Toivo Mikael Kivimäki (5 June 1886 – 6 May 1968), J.D., was head of the department of civil law at Helsinki University
1931–1956, Prime Minister of Finland 1932–1936, and Finland's ambassador to Berlin 1940–1944. In 1946, Kivimäki together with half-a-dozen other leading politicians were put on
"war-responsibility trials" that generally were considered a complete miscarriage of justice, executed under pressure from the Allied victors in World War II, and in breach of Finland's
Kivimäki was sentenced to five years in prison after being found responsible for the Continuation War (which started with a Soviet air-attack on Finnish towns on June 25, 1941). After Finland signed the Paris Peace Treaties, 1947, and the Finno–Soviet Agreement of Friendship, Cooperation, and Mutual Assistance, 1948, the international situation was deemed somewhat stabilized, and Kivimäki was pardoned. He returned to his career in academia.

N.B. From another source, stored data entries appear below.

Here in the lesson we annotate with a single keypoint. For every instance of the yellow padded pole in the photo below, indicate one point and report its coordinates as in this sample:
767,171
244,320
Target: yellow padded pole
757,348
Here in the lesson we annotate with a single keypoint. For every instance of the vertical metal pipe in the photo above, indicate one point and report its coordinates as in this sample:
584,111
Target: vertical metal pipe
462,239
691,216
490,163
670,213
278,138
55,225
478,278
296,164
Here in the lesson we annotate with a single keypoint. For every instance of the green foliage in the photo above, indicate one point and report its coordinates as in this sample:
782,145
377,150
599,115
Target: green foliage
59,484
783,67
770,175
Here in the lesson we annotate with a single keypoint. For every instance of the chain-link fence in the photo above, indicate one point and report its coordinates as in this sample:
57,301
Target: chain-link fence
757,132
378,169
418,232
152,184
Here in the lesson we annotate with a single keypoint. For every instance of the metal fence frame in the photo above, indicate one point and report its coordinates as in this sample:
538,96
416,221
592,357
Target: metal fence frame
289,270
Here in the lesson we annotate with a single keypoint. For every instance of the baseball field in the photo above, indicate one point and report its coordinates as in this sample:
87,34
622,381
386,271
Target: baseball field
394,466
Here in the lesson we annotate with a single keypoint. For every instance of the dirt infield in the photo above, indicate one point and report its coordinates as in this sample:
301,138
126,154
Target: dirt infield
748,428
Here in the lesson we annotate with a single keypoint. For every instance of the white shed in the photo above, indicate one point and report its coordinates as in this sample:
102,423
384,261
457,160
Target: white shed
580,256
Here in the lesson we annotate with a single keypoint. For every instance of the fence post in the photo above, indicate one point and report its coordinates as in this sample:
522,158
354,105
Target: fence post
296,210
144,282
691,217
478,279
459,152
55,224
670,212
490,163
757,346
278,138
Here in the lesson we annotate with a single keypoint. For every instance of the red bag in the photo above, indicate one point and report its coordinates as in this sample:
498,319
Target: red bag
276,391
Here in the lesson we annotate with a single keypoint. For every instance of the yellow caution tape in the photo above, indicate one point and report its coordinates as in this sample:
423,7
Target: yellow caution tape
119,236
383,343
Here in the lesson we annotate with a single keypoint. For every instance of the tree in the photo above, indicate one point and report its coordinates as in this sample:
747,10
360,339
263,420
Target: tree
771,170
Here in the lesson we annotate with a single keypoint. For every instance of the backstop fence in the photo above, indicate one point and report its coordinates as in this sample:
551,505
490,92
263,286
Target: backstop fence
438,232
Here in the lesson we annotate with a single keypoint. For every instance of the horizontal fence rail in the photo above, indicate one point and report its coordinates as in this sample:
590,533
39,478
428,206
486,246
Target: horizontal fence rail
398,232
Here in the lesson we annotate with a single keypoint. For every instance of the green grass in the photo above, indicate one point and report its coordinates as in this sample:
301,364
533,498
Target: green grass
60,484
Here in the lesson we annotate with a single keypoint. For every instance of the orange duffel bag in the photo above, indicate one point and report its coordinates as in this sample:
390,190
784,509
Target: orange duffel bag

As with all politicians connected with the Continuation War, Kivimäki was for decades seen in a somewhat critical light. During the era of finlandization, many prominent Finns expressed themselves cautiously on such subjects in order not to disturb sensitive Allied victors of the war; a cautiousness that without doubt influenced Finland's post-war generation's understanding and views. However, a post-Soviet assessment of Kivimäki can not avoid the conclusion that he was an extraordinarily successful politician :
- As Prime Minister, Kivimäki headed Finland's (until 1987) most long-lived cabinet, aiming at stabilizing the turbulent politics in Finland after the semi-fascist Mäntsälä Rebellion had been put down.
- He achieved the reversal of Finland's foreign policy into a neutralist pro-Scandinavian stance, and a Swedish rapprochement, that may well have been prepared for in the most initiated circles, but that in the contemporary tense phase of the language strife in Finland was not at all easy to explain to the public opinion.
- As an energetic ambassador to the Third Reich, he succeeded in reversing Nazi Germany's anti-Finnish stance, obtaining support and favours at a relatively modest cost for Finland. It is notable that Finland avoided formal ties with Nazi Germany up until the ambiguous Ryti-Ribbentrop Agreement, which was signed after the fall of Viipuri in June 1944.
Several individuals and factors were critical for Finland's survival as a sovereign state and, indeed, as a nation during the rough times of the Winter War and the Continuation War. Kivimäki without any doubt occupies a prominent position among these.